In my Penguin paperback edition, just 184 pages.
So, what happens?
A lady called Edith Hope checks in to the Hotel du Lac near Lake Geneva. When the novel begins, we’re unsure why she is there but discover that she embarrassed herself back home in London, and her friends have sent her away to think about her actions.
During her stay, Edith meets characters from all walks of life and ponders on the mysteries of love and life.
What are my thoughts?
This is one of those books where there doesn’t seem to be much of a plot – it’s almost as if nothing happens but everything happens. My favourite type of book.
Once you start reading it, you’ll become immersed in the beautiful Swiss landscape, with Brookner describing the landscape brilliantly, such as the autumnal mist across the lake.
Despite the book being written in 1984, Hotel du Lac did seem to me like it was set in the 1920s or 1930s. The emphasis on marriage in a woman’s life, for instance, seemed like more of an old-fashioned stance.
However, I enjoyed this focus on a woman’s place in society and the expectations placed upon her, by her peers. It was great to see how much we’ve progressed but it was a stark reminder that a woman was once measured by the success of her male counterpart, rather than on her own merit.

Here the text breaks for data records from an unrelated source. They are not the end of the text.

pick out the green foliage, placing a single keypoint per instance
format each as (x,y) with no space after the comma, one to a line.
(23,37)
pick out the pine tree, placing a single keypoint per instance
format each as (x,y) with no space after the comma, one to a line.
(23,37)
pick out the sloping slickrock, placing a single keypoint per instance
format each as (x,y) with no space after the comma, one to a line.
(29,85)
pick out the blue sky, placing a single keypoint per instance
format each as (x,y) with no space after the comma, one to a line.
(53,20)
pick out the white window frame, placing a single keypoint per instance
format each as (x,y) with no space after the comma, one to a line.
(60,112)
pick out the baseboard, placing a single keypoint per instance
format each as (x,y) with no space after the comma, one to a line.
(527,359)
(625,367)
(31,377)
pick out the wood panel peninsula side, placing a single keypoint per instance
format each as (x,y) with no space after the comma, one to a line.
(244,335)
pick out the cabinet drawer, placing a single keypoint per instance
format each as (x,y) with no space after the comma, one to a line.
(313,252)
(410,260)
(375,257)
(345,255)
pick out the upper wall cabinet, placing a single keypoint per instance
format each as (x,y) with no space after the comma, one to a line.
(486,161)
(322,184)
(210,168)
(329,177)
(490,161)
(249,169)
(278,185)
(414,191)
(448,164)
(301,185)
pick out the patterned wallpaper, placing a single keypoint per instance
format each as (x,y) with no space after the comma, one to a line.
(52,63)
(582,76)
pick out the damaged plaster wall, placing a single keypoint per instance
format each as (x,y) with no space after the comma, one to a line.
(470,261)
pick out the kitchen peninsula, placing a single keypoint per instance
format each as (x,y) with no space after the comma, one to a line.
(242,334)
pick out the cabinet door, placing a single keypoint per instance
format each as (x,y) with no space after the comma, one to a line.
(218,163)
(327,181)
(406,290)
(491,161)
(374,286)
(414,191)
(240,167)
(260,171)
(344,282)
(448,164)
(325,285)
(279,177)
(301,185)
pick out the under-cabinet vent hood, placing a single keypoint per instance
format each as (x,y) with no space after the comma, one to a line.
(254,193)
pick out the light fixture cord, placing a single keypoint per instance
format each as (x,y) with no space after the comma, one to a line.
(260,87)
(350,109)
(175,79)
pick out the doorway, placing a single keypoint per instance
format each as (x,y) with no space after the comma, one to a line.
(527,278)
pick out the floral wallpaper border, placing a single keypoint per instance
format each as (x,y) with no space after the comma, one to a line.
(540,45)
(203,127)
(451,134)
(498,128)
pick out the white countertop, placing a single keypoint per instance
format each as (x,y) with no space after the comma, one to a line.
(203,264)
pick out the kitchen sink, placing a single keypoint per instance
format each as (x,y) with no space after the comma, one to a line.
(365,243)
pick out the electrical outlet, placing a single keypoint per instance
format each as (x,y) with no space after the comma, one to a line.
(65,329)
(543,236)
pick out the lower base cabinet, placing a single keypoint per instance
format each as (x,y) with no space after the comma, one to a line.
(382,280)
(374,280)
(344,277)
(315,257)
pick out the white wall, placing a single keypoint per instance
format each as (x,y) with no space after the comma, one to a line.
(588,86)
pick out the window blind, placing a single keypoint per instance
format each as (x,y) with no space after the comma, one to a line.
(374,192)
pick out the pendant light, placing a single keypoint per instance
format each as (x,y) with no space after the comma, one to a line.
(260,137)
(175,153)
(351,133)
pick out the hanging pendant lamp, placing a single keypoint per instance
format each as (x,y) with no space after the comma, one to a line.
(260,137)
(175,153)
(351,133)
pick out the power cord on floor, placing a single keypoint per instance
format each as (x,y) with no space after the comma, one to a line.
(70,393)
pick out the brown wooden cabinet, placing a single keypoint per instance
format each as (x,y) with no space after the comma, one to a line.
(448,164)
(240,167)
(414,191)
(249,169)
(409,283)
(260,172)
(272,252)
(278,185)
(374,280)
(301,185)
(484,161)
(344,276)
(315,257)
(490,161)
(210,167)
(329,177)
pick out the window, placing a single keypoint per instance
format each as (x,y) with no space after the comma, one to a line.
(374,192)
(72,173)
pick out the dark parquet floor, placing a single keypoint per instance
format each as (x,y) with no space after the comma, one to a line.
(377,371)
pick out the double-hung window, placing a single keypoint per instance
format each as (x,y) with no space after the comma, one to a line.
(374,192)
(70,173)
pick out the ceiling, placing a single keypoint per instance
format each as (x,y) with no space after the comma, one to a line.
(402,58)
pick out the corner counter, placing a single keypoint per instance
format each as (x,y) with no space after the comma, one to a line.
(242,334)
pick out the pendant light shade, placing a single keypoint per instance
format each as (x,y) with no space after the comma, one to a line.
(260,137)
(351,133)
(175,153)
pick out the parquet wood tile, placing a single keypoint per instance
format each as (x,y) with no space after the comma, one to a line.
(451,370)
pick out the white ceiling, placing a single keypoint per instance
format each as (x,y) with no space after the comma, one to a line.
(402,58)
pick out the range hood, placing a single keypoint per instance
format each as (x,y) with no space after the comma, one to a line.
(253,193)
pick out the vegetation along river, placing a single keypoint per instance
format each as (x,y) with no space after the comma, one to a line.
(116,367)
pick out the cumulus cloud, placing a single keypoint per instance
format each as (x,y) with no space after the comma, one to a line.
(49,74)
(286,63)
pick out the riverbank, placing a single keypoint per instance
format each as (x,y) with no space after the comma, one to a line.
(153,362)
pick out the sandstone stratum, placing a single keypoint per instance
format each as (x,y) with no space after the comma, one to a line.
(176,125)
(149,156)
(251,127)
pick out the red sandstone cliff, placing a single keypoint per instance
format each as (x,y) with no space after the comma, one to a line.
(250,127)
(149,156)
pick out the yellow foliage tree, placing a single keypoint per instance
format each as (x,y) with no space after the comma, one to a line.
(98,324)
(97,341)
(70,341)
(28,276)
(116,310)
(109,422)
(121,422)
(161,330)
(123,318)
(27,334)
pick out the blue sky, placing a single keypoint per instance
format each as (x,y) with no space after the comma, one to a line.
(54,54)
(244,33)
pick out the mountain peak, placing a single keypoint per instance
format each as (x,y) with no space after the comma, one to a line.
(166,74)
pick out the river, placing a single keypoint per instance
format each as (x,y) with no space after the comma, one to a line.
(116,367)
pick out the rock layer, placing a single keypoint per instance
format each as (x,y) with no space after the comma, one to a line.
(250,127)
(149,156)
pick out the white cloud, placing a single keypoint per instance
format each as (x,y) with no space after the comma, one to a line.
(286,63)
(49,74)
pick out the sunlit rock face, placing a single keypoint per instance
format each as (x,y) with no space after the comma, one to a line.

One of my favourite parts of this book was the setting, and the descriptions of the town that Edith explores with a fellow traveller – particularly, the cafe with its misted-up windows.
But I also really loved the evocative scenes back in London when all is revealed about the embarrassment Edith caused herself, her friends and one unlucky man. Her home sounded like an absolutely idyllic spot – somewhere she could truly call her own.
As someone who adores a satisfactory ending, I can testify that this one made me breathe a sigh of relief. After following Edith’s journey, I think the conclusion is completely in fitting with her character.